Futuro

Creare un cervello ibrido uomo-topo? Si può

Un gruppo di scienziati dell’Università di Stanford, in California, ha trapiantato gruppi di neuroni umani nella corteccia cerebrale dei roditori. Per cercare di capire meglio i disturbi neuropsichiatrici
Fabrizio Papitto
Fabrizio Papitto giornalista
Tempo di lettura 3 min lettura
20 ottobre 2022 Aggiornato alle 14:00

Un gruppo di ricercatori dell’Università di Stanford, in California, è riuscito a trapiantare gruppi di neuroni umani nel cervello dei topi appena nati. Lo studio, pubblicato su Nature, potrebbe aiutare a comprendere meglio disturbi neuropsichiatrici come l’epilessia, l’autismo o la schizofrenia e a valutare l’impatto dei farmaci in tempo reale.

Grumi di cellule, noti come organoidi, hanno sviluppato circa tre milioni di neuroni di nuova generazione – quasi un terzo della corteccia somatosensoriale del topo – e si sono collegati ai sistemi nervosi dei roditori consentendo loro di percepire stimoli sensoriali legati ai baffi e alterandone il comportamento.

L’attivazione degli organoidi corticali «può guidare il comportamento di ricerca della ricompensa – spiega la ricerca – Pertanto, i neuroni corticali umani trapiantati maturano e coinvolgono i circuiti ospiti che controllano il comportamento».
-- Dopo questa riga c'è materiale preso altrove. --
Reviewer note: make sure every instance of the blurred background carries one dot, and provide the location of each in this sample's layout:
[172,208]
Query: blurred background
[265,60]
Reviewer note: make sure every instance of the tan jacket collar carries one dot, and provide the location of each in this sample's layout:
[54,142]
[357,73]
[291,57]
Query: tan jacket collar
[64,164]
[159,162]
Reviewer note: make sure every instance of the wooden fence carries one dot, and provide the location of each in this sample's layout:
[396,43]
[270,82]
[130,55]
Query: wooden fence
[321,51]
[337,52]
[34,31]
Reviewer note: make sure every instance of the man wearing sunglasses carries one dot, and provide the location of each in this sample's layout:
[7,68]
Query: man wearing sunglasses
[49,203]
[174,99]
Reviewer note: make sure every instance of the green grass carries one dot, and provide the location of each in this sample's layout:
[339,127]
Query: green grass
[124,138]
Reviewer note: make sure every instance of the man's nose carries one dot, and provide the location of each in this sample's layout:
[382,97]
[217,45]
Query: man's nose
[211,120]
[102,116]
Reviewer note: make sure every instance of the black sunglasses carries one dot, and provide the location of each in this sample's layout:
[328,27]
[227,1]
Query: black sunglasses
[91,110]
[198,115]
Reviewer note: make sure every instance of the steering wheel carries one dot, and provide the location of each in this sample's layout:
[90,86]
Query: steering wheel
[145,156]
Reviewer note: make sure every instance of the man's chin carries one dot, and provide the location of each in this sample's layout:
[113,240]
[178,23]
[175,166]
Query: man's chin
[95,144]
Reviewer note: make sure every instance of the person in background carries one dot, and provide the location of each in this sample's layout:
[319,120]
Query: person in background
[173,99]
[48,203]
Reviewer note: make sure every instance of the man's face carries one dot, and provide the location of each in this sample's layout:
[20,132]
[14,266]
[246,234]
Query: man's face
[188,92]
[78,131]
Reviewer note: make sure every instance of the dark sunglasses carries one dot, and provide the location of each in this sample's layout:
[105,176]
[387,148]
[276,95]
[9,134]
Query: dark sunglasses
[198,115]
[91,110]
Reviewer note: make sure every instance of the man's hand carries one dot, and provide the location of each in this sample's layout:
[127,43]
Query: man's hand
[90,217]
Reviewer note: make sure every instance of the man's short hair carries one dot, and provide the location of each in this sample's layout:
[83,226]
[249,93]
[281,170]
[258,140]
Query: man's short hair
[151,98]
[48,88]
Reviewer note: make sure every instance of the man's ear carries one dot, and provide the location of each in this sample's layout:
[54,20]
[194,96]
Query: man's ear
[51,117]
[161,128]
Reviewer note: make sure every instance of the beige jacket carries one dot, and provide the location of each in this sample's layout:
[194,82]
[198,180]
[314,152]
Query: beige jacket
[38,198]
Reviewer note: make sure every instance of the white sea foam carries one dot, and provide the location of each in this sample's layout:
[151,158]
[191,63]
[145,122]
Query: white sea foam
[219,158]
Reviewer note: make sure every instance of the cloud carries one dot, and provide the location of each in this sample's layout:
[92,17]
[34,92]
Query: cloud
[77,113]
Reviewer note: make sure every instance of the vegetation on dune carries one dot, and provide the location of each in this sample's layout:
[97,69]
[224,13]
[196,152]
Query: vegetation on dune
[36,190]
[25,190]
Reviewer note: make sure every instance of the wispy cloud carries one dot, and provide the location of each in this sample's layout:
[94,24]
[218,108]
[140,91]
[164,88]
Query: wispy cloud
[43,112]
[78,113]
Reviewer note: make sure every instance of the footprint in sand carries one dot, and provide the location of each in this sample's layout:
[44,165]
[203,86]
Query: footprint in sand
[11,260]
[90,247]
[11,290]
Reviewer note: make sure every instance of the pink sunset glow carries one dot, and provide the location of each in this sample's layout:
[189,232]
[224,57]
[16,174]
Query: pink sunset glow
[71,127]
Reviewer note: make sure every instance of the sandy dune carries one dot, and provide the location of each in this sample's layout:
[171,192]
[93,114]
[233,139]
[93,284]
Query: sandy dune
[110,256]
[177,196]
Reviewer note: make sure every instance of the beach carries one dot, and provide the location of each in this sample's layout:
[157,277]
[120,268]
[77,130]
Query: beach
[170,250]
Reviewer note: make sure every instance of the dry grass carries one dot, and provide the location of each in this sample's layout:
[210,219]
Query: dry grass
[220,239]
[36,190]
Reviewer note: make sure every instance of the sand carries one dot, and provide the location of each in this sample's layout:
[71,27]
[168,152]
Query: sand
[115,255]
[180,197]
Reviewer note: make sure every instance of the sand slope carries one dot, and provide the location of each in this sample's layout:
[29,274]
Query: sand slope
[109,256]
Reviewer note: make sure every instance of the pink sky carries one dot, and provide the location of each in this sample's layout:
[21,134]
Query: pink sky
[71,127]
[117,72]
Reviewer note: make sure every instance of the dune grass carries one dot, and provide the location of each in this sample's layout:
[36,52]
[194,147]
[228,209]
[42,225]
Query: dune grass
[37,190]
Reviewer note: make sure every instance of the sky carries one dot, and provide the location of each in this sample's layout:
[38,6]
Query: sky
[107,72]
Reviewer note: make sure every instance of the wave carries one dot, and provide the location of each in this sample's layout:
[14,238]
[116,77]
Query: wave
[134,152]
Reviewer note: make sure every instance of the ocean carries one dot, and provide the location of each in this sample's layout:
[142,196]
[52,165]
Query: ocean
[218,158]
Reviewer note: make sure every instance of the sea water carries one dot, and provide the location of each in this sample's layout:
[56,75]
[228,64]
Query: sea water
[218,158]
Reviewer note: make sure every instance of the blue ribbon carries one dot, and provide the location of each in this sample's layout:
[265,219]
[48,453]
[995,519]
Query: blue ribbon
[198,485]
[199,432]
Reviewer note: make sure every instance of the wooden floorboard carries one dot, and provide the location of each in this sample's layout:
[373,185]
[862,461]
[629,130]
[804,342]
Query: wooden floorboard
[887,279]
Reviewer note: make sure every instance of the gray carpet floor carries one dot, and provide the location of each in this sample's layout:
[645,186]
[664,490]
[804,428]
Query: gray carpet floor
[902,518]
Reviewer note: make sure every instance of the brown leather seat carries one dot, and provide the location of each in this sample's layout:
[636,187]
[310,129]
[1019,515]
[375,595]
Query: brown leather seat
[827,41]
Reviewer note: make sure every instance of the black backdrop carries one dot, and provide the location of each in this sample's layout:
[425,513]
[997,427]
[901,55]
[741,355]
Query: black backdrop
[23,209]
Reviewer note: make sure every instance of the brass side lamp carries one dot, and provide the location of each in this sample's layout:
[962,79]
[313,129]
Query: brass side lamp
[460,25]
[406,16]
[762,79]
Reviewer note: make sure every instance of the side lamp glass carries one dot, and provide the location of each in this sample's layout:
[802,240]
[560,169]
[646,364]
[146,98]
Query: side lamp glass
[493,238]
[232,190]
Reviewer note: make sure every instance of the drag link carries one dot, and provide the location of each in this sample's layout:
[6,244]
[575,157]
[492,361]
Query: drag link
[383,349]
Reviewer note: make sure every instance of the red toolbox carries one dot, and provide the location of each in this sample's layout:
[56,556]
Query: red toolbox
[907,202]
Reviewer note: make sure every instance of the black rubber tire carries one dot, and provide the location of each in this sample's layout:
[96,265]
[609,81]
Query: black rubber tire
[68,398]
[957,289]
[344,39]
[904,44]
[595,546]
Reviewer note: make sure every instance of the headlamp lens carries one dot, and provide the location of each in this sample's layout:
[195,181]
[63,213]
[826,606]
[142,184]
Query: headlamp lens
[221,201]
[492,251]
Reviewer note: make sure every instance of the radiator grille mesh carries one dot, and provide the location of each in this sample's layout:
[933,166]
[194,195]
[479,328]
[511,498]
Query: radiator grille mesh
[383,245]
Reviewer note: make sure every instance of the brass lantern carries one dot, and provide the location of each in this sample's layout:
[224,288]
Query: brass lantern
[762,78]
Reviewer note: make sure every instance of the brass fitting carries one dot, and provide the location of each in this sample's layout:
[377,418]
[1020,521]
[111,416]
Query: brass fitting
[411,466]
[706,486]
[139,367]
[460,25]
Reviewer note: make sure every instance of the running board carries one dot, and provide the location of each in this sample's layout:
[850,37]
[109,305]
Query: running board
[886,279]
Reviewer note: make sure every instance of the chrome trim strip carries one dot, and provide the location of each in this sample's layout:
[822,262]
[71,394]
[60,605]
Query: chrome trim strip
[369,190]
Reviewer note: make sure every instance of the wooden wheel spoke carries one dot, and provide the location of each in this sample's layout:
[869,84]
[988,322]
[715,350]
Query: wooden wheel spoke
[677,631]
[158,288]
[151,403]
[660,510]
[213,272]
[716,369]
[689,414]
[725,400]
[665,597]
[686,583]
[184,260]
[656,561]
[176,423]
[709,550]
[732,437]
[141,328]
Per comprenderlo gli scienziati hanno fatto ricorso all’optogenetica, una tecnica che consente di rendere una qualsiasi cellula nervosa responsiva agli stimoli luminosi. Quando i topi venivano stimolati con la luce, quelli che avevano ricevuto il trapianto leccavano un beccuccio per ricevere acqua, gli altri no. Segno che i neuroni umani erano coinvolti nei processi di apprendimento degli animali.

I ricercatori hanno condotto un secondo esperimento utilizzando le cellule di alcune persone affette da sindrome di Timothy, una rara malattia genetica non ereditaria che causa disfunzioni cardiache e disturbi psichiatrici. Lo studio ha così consentito «la scoperta di difetti nei neuroni derivati ​​​​da individui con sindrome di Timothy».

L’esperimento non manca di sollevare questione etiche. «Se l’organoide avesse una sorta di coscienza e soffrisse a causa del trapianto? O se l’animale trapiantato assume caratteristiche “umane”?», si domanda Hank Greely, direttore del Center for Law and the Biosciences della Stanford University.

Sono interrogativi che dovranno trovare risposta con l’avanzare delle sperimentazioni, con la speranza che queste possano contribuire a gettare nuova luce sul malfunzionamento delle cellule cerebrali e a migliorare così la salute dell’uomo.

«I disturbi psichiatrici sono un enorme fardello per la società ed è molto chiaro che abbiamo bisogno di modelli migliori per studiarli – ha dichiarato al Guardian Sergiu Pasca, professore di psichiatria che ha guidato la ricerca – Vediamo pazienti e famiglie di pazienti disperati. Non c’è tempo da perdere».